Anaconda, a distribution of the Python programming language, now includes Visual Studio Code, announced Microsoft and Anaconda, Inc.
“Visual Studio Code can easily be installed at the same time as Anaconda, providing a great editing and debugging experience for Python users, with special features tailor-made for Anaconda users. This is another example of Microsoft’s continued investment in the Python community, following our release of an official Python extension for VS Code [Visual Studio Code], strong support for Python in Azure Machine Learning Studio and SQL Server, and Azure Notebooks,” stated John Lam, principal program manager at Microsoft, in a Feb. 15 announcement.
Visual Studio Code is Microsoft’s free, lightweight and cross-platform code editor for macOS, Linux and Windows. Anaconda, originally Continuum Analytics, is an Austin, Texas software firm that distributes the popular open-source Python data science and analytics platform. The company also backs the NumPy scientific computing package for Python and SciPy, a Phython-based software library for mathematics, engineering and science.
The new integration is made possible, in large part, by Microsoft’s Python extension for Visual Studio Code, Lam noted.
The recent January 2018 release (version 2018.1.0) introduced a feature that allows users to create a Python terminal that automatically initiates a selected Conda or virtual environment, along with improved default linter rules and new linting commands. Conda is an open source package and environment management system that is included in Anaconda. A linter enables code analysis to identify potential errors in an integrated development environment like Visual Studio.

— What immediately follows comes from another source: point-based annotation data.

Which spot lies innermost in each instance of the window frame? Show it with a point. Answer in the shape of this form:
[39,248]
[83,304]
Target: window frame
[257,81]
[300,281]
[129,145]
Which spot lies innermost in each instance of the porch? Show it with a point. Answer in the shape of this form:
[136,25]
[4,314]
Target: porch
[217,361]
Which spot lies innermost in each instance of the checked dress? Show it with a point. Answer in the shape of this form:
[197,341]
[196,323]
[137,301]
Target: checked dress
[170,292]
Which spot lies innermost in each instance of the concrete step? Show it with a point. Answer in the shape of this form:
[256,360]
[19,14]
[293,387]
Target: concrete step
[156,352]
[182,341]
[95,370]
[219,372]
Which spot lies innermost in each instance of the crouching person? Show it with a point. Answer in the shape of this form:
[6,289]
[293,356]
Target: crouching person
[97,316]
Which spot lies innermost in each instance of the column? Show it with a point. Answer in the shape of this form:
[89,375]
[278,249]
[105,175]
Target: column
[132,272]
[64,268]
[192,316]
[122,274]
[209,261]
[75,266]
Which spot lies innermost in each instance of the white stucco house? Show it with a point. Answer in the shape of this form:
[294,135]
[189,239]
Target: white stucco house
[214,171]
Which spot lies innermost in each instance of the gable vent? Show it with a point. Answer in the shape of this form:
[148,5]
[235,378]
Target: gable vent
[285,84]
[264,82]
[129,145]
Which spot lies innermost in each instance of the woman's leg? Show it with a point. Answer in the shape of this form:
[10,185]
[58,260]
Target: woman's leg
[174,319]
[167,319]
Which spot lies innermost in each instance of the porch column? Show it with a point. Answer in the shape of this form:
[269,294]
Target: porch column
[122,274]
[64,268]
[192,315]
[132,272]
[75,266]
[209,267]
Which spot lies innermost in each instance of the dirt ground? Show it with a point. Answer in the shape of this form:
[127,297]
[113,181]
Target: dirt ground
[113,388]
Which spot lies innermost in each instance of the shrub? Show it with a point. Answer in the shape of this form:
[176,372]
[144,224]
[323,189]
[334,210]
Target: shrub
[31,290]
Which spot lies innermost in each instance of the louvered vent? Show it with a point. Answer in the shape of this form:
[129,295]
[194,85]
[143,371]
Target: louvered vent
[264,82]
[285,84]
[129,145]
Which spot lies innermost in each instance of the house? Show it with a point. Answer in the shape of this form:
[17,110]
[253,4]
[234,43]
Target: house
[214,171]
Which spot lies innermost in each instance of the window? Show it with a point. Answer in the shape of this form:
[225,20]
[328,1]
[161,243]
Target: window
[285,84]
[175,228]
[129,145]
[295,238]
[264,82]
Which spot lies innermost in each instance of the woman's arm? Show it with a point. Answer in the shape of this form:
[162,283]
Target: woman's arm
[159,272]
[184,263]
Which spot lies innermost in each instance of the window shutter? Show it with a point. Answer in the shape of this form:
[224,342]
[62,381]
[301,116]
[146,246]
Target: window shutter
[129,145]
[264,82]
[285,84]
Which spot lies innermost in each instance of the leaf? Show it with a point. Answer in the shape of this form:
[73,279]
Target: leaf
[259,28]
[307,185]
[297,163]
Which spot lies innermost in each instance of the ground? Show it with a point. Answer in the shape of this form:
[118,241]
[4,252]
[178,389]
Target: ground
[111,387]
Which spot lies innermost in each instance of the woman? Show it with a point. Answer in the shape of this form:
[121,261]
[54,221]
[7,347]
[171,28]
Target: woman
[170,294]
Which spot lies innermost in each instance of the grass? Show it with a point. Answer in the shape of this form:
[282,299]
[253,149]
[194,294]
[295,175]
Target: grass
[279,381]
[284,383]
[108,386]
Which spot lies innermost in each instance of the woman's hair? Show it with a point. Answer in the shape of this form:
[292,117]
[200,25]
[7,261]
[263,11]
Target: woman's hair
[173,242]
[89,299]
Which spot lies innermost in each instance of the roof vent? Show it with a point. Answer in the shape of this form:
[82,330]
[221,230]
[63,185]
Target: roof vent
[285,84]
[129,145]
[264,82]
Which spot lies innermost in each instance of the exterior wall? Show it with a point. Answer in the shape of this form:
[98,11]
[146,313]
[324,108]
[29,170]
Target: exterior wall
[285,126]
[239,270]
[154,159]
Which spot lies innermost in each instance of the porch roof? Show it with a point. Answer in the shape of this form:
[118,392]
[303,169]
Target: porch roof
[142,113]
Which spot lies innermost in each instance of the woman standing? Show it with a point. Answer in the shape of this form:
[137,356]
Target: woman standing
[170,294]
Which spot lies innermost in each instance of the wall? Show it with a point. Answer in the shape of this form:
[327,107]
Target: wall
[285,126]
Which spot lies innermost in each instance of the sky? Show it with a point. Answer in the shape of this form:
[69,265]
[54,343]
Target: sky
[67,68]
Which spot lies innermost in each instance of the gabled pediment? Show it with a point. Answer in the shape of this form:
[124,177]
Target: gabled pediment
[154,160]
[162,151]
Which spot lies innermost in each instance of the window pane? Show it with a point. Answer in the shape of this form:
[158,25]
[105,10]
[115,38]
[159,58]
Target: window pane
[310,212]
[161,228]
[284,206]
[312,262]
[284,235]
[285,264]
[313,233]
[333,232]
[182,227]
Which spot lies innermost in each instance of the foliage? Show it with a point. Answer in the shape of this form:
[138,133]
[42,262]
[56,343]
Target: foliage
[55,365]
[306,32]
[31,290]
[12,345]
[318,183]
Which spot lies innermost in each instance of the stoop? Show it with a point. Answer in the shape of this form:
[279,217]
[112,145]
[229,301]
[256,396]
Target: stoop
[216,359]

Mathew Lodge, senior vice president of products at Anaconda, Inc., said that adding Microsoft’s code editor to the Anaconda Distribution 5.1 release provides data scientists and developers who use the software with many time-saving conveniences.

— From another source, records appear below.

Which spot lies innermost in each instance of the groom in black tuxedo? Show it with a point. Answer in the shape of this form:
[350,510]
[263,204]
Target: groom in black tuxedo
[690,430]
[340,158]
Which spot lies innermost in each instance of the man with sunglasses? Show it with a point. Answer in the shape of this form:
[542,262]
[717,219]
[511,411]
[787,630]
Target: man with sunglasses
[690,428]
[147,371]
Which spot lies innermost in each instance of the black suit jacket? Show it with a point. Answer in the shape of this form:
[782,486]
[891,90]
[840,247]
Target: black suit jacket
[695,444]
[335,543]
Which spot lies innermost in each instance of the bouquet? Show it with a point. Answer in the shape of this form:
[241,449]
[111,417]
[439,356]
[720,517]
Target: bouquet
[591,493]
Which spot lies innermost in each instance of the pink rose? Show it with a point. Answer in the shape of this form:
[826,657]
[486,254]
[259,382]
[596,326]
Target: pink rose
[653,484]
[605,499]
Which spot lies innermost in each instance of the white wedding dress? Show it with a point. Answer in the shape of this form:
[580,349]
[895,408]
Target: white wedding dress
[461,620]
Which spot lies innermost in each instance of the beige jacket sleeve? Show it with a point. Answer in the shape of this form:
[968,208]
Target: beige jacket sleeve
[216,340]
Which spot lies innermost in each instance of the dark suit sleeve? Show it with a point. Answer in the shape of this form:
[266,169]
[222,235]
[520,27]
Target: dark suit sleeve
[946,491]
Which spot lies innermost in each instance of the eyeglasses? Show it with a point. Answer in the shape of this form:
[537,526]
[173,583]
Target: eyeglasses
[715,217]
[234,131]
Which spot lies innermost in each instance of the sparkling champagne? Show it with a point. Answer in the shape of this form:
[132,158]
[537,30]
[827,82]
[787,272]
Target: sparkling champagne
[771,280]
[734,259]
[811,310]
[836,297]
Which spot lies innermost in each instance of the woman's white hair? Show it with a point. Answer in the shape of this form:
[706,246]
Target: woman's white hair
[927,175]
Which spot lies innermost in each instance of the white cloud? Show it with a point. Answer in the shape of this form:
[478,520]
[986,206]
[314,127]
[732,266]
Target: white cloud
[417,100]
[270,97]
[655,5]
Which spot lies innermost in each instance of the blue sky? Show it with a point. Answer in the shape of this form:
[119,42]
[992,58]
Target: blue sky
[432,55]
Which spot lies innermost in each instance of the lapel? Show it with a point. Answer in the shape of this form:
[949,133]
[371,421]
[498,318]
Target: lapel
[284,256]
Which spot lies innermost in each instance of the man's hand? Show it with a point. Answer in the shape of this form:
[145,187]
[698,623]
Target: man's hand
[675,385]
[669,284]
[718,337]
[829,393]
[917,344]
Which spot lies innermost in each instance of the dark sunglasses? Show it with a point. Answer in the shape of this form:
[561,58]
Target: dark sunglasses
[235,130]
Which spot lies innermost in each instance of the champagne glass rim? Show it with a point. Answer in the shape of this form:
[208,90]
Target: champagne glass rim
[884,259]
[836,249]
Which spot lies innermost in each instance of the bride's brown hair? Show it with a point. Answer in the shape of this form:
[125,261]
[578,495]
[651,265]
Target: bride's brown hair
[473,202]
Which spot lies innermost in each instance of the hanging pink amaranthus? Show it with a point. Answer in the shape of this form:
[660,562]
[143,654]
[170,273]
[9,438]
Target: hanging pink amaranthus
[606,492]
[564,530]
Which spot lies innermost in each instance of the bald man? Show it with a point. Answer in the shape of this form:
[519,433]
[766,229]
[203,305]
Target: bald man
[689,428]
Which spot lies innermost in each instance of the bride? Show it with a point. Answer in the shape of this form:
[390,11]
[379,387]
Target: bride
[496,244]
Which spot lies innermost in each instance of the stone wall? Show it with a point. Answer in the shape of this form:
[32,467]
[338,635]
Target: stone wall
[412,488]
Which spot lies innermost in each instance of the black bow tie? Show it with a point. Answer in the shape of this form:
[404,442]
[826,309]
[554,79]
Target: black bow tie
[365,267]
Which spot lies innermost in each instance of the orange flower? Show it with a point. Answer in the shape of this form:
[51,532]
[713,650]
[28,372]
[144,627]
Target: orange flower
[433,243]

“VS Code is free, fast and open source and has capabilities that other Python IDEs lack such as intelligent code completion, linting, git integration and a full debugger. Another differentiator is that it’s easily and openly extensible—for example, the Anaconda Python and YAML editing extensions make developing Python data science projects much easier,” Lodge told eWEEK in response to an email inquiry.
Looking to derive more value out of the wealth of data they generate, businesses are driving demand for both data scientists and the tools they use. IT vendors have noticed.

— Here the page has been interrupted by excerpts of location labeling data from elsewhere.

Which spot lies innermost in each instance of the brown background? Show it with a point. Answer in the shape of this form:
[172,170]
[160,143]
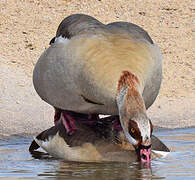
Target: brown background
[26,27]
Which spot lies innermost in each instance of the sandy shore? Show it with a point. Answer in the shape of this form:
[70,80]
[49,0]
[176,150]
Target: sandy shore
[26,28]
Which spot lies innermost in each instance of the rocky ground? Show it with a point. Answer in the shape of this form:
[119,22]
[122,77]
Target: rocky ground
[26,27]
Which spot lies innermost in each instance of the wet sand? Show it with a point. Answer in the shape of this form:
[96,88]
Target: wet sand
[27,27]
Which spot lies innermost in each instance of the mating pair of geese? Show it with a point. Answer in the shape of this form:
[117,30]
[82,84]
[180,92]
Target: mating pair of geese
[89,69]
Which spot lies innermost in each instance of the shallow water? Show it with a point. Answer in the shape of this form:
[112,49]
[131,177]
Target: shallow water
[17,163]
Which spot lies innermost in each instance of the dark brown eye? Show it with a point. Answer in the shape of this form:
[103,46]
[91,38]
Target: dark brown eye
[132,130]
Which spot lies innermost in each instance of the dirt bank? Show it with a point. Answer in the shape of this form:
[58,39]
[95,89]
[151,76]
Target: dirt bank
[27,26]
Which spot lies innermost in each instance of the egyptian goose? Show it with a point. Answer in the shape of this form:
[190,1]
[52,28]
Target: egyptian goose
[93,68]
[92,142]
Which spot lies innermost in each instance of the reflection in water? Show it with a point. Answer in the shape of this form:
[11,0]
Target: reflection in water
[16,161]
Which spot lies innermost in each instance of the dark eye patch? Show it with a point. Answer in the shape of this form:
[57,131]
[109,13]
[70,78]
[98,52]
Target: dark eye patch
[134,130]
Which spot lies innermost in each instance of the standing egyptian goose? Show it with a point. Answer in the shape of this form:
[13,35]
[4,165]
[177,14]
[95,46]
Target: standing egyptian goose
[100,140]
[93,68]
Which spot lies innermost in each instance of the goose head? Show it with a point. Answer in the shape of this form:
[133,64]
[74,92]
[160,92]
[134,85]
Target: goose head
[137,127]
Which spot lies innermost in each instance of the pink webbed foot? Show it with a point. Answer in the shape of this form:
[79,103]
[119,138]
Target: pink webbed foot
[69,119]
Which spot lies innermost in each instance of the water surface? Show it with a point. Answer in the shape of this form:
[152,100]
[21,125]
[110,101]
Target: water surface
[17,163]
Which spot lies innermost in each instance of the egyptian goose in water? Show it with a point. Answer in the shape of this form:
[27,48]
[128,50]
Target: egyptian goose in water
[101,140]
[93,68]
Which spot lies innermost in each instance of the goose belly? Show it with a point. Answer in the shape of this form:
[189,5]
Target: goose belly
[61,80]
[85,78]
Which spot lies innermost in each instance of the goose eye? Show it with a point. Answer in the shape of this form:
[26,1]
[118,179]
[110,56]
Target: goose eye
[132,130]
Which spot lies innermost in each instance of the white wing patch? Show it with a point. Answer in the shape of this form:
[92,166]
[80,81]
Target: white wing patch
[60,39]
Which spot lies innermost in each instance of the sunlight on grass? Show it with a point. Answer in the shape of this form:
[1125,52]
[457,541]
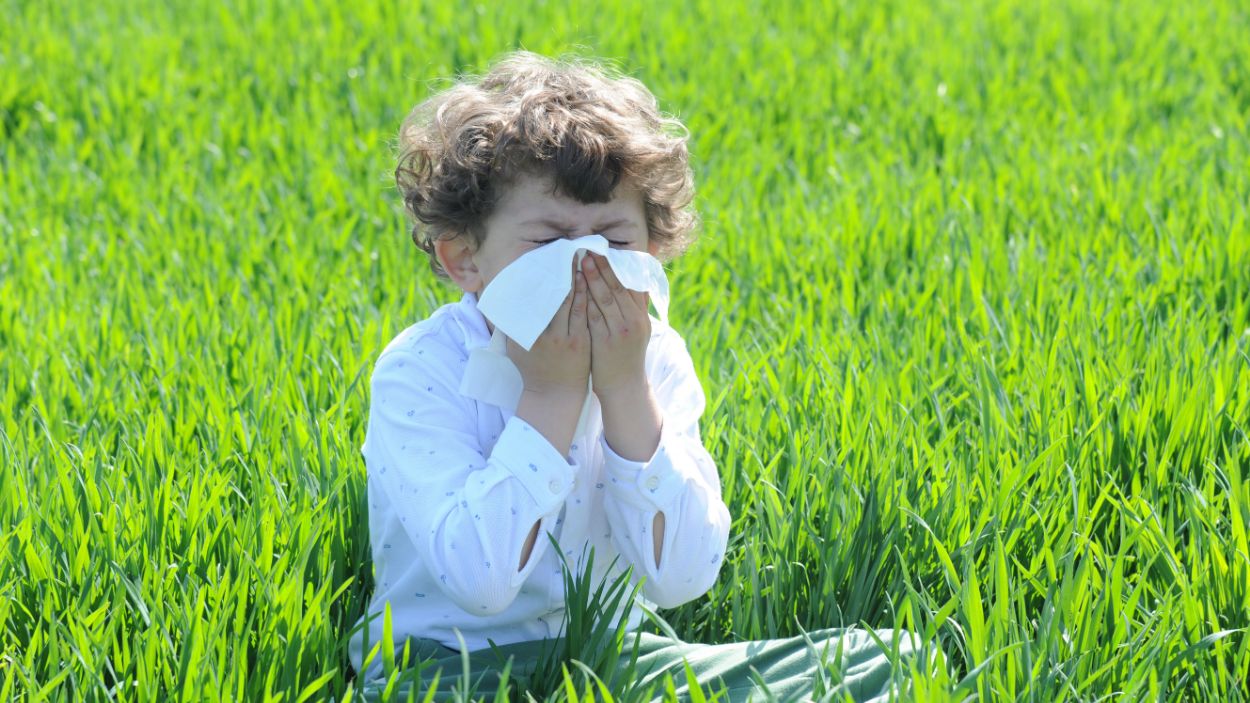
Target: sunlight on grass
[971,309]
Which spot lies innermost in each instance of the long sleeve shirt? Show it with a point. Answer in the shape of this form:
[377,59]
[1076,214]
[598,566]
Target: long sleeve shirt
[455,485]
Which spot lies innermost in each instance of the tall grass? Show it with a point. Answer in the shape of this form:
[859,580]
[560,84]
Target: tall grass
[971,307]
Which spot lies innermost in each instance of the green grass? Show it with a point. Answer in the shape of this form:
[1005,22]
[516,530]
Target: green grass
[971,308]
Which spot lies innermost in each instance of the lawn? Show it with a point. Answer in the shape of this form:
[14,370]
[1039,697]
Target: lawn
[970,305]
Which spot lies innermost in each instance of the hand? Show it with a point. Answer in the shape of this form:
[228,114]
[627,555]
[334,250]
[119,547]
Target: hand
[559,360]
[619,329]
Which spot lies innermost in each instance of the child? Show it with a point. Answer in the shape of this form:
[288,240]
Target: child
[463,493]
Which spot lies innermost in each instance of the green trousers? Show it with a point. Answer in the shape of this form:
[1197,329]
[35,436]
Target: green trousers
[848,663]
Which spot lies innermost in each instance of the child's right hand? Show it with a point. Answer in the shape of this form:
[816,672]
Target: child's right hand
[559,360]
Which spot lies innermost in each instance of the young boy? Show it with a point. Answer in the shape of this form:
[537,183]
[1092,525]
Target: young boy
[463,493]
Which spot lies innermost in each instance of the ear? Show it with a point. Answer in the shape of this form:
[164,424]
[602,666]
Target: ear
[455,255]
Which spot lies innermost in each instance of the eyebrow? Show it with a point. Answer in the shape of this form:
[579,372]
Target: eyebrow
[564,227]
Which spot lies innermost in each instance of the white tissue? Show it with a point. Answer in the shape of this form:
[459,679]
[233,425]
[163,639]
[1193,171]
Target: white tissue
[524,297]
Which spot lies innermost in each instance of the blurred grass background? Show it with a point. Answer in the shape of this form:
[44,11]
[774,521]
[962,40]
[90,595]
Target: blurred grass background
[971,308]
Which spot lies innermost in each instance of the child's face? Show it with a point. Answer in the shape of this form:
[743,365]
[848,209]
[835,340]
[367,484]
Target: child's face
[529,215]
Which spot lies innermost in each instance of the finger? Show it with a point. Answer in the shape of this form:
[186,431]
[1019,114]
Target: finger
[600,293]
[619,289]
[639,298]
[614,283]
[599,328]
[560,320]
[578,323]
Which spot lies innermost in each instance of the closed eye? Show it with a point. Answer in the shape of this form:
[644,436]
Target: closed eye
[555,238]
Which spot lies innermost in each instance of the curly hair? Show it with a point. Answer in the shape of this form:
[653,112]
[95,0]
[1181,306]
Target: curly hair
[569,119]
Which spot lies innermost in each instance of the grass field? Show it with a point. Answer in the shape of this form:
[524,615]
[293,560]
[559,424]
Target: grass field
[971,309]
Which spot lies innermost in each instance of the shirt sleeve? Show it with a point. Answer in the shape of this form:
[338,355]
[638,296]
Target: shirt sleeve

Mountain View, Calif.-based software startup Dremio launched a self-service analytics offering for data scientists and business analysts in July 2017. Dremio dispenses with the need for traditional data warehouses, ETL (extract, transform, load) tools and overall effort it takes to manage big data processing systems, making it possible for data scientists and line-of-business professionals to run natural language queries to gather the insights they need.
In April 2017, Amazon Web Services rolled out what may be considered “a data scientist’s dream app.” The cloud provider’s Redshift Spectrum feature allows users to run SQL queries against data stored in Amazon Simple Storage Service (Amazon S3). According to Amazon, those queries can potentially encompass exabytes wroth of data.